Tuesday, November 15, 2011

Sleeping in young and aged people

In young people, sleeping is viewed as very helpful and young people also believe that it helps them remember things unlike in older people, sleeping does not help them remember. Sleep has been shown in a wide variety of studies to increase people’s ability to recall words and objects and to improve physical skills. But that may only be available in the young ones. Researchers have shown that a night of sleep improves young people’s ability to learn a series of button presses similar to playing a piano. In adults over 50 years of age, that was not the case; they did not get a bump in performance from sleeping. But scientists believe that that difference may have been due to older folks’ slower reaction times. Although that does not agree with the new study, though, they suggest that its sleep’s memory benefits that are reduced with age.

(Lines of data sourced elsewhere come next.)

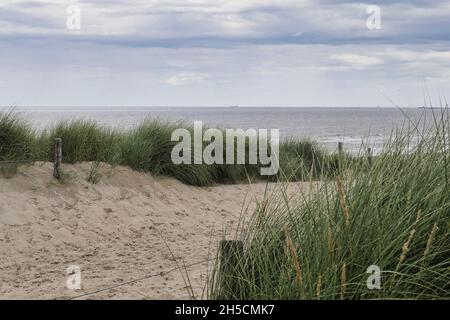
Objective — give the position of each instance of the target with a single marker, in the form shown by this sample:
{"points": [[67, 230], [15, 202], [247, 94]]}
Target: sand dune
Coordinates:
{"points": [[128, 226]]}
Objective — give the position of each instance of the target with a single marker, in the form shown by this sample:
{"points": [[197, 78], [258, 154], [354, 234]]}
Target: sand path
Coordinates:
{"points": [[116, 231]]}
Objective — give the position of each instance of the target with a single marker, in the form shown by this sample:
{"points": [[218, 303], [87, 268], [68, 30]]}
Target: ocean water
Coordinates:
{"points": [[326, 125]]}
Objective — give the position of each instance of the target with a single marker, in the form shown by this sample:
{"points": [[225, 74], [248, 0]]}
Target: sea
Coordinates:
{"points": [[327, 125]]}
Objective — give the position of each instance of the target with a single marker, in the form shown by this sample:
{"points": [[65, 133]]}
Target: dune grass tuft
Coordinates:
{"points": [[393, 214], [147, 147]]}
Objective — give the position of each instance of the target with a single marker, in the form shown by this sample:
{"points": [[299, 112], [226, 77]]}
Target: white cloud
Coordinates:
{"points": [[357, 61], [186, 78]]}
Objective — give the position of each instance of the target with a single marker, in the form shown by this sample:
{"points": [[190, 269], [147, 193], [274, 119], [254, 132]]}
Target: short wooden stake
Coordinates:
{"points": [[340, 148], [231, 255], [57, 157], [341, 155]]}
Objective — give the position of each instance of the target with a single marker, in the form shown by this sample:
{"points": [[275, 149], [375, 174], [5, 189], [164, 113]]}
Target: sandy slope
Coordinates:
{"points": [[117, 230]]}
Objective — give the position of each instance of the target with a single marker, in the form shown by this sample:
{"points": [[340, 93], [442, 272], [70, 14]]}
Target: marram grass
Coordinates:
{"points": [[394, 214], [146, 147]]}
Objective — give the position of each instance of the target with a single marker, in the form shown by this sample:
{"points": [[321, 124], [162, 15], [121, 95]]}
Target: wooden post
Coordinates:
{"points": [[340, 148], [57, 157], [231, 255], [341, 155]]}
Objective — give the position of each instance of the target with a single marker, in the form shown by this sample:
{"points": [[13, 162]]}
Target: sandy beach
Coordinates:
{"points": [[129, 226]]}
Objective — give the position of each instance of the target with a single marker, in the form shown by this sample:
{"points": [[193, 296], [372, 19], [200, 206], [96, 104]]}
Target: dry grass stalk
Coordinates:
{"points": [[342, 201], [430, 240], [405, 249], [343, 280], [293, 254]]}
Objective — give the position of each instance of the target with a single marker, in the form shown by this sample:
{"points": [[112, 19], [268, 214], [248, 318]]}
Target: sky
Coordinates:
{"points": [[224, 53]]}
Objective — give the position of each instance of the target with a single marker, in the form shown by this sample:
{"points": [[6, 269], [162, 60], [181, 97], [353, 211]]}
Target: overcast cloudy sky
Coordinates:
{"points": [[223, 52]]}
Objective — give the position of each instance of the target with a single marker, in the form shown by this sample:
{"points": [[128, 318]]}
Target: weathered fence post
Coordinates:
{"points": [[341, 155], [231, 255], [340, 148], [57, 157]]}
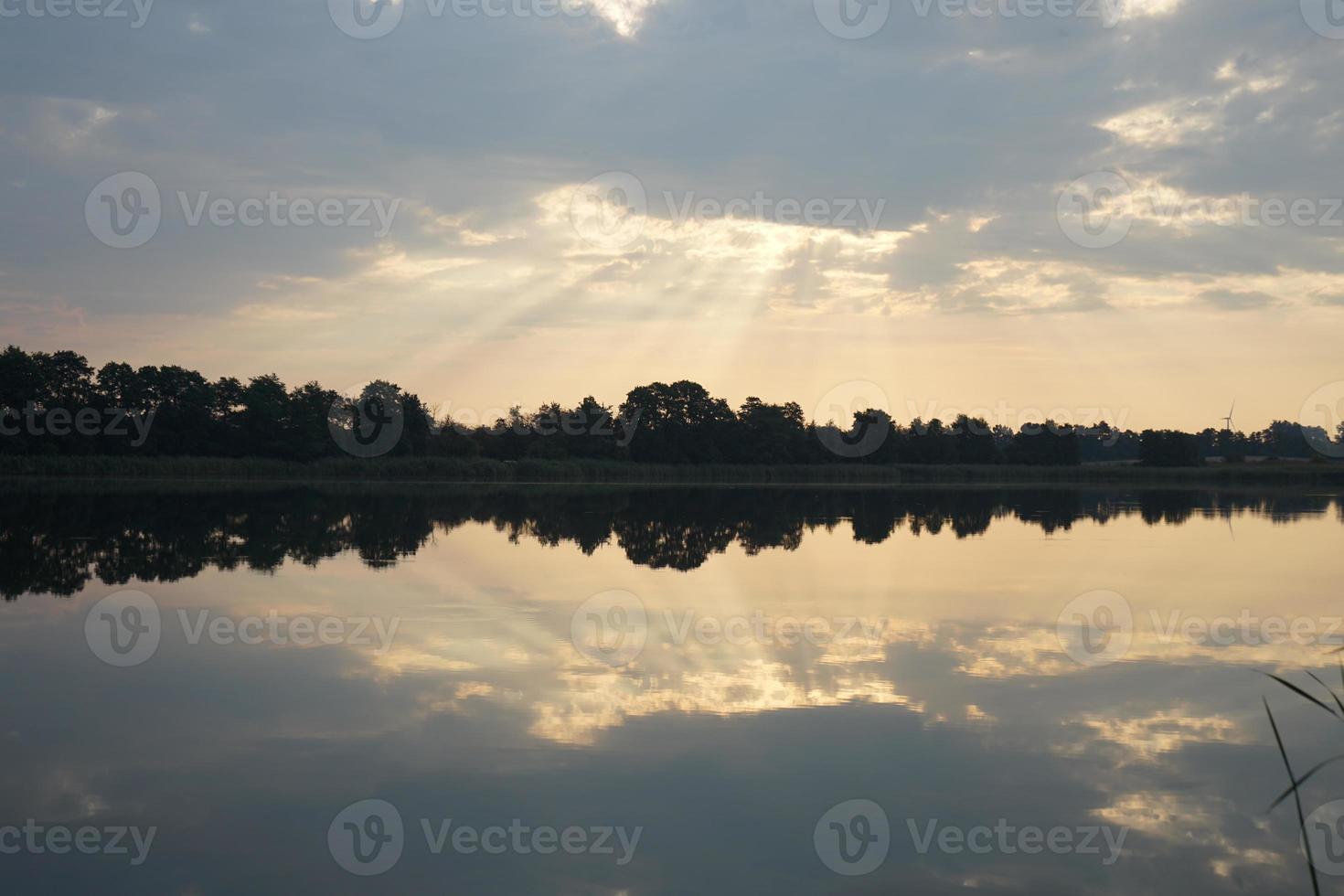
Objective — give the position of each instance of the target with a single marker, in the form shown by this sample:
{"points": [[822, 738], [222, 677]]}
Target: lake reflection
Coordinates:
{"points": [[800, 647]]}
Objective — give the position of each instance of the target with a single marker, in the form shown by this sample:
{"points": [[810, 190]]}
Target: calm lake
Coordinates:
{"points": [[588, 689]]}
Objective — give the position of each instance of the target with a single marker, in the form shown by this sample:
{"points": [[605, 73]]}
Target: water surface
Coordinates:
{"points": [[951, 656]]}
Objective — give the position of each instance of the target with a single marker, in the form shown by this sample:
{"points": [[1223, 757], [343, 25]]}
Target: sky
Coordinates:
{"points": [[1081, 208]]}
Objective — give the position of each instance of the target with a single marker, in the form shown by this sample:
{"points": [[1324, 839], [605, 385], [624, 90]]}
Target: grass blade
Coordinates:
{"points": [[1338, 703], [1301, 693], [1297, 798], [1303, 781]]}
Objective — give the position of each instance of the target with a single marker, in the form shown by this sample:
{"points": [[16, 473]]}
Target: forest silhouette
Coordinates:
{"points": [[58, 404]]}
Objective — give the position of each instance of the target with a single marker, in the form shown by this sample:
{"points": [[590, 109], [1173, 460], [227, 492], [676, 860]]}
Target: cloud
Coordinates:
{"points": [[1238, 301]]}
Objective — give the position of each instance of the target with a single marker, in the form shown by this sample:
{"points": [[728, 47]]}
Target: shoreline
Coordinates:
{"points": [[456, 472]]}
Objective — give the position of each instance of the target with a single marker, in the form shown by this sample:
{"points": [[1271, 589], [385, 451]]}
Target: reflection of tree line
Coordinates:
{"points": [[57, 540]]}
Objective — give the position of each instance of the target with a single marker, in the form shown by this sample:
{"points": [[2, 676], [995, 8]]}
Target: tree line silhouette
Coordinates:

The reason older people have trouble learning new tricks may be due to fragmented sleep patterns. Older people sometimes wake up more in the night (often to go to the bathroom), but also as people age, their sleep cycles get shorter. Although older and younger people get the same amount of sleep, older people spend less time per cycle in each of sleep’s stages. Particularly important in this case may be that older people spend less time in sleep stage 2, in which the day’s events are played back and committed to memory. It could also be that older people just don’t have enough time to replay and remember the entire sequence of the days’ events.

Most teens have trouble waking up in the morning or for school because their bodies drift in a later direction. In order for everyone to avoid sleep disorders in the future, everyone is advised to pay close attention to their sleep health.